"When the Son of Man comes in his glory, and all the angels with him, then he will sit on the throne of his glory. All the nations will be gathered before him, and he will separate people one from another as a shepherd separates the sheep from the goats, and he will put the sheep at his right hand and the goats at the left. Then the king will say to those at his right hand, 'Come, you that are blessed by my Father, inherit the kingdom prepared for you from the foundation of the world; for I was hungry and you gave me food, I was thirsty and you gave me something to drink, I was a stranger and you welcomed me, I was naked and you gave me clothing, I was sick and you took care of me, I was in prison and you visited me.' Then the righteous will answer him, 'Lord, when was it that we saw you hungry and gave you food, or thirsty and gave you something to drink? And when was it that we saw you a stranger and welcomed you, or naked and gave you clothing? And when was it that we saw you sick or in prison and visited you?' And the king will answer them, 'Truly I tell you, just as you did it to one of the least of these who are members of my family, you did it to me.' Then he will say to those at his left hand, 'You that are accursed, depart from me into the eternal fire prepared for the devil and his angels; for I was hungry and you gave me no food, I was thirsty and you gave me nothing to drink, I was a stranger and you did not welcome me, naked and you did not give me clothing, sick and in prison and you did not visit me.' Then they also will answer, 'Lord, when was it that we saw you hungry or thirsty or a stranger or naked or sick or in prison, and did not take care of you?' Then he will answer them, 'Truly I tell you, just as you did not do it to one of the least of these, you did not do it to me.' And these will go away into eternal punishment, but the righteous into eternal life."
Some people have a recurring nightmare in which they are being judged and found totally wanting. Today's reading sounds just like such a nightmare. Earlier generations of Christians thought about “that day” (dies illa) more than people want to do now. For centuries they sang that austere sequence Dies irae (Day of wrath), meditating on that ultimate scene of judgement.
It is impossible to evade the question of ultimate judgment, however you think of it. In the sight of God what will my life amount to in the end? In the face of that ultimate question we all feel naked and ashamed.
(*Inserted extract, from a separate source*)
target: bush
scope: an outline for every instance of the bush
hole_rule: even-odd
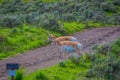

Human beings have imagined a scenario where they can start all over again: reincarnation. But the same question would only arise again and again. This is not how the Judeo-Christian tradition sees it. In the words of Qoheleth, “Whether a tree falls to the south or to the north, in the place where it falls, there will it lie” (11:3). There is no coming back, as the rich man discovered in Jesus’ parable (Lk 16:19-31). These are grim thoughts.
But the point of this reading is not to divide the world into good and bad people (does anyone fit perfectly in either of those categories?), but to make the point that in serving one another we are serving God. Our ultimate destiny, the thing that seems farthest away, actually hangs on the things nearest to hand, the most proximate: on how we treat the Lord in “the hungry, the thirsty, the stranger, the naked, the sick, the imprisoned.”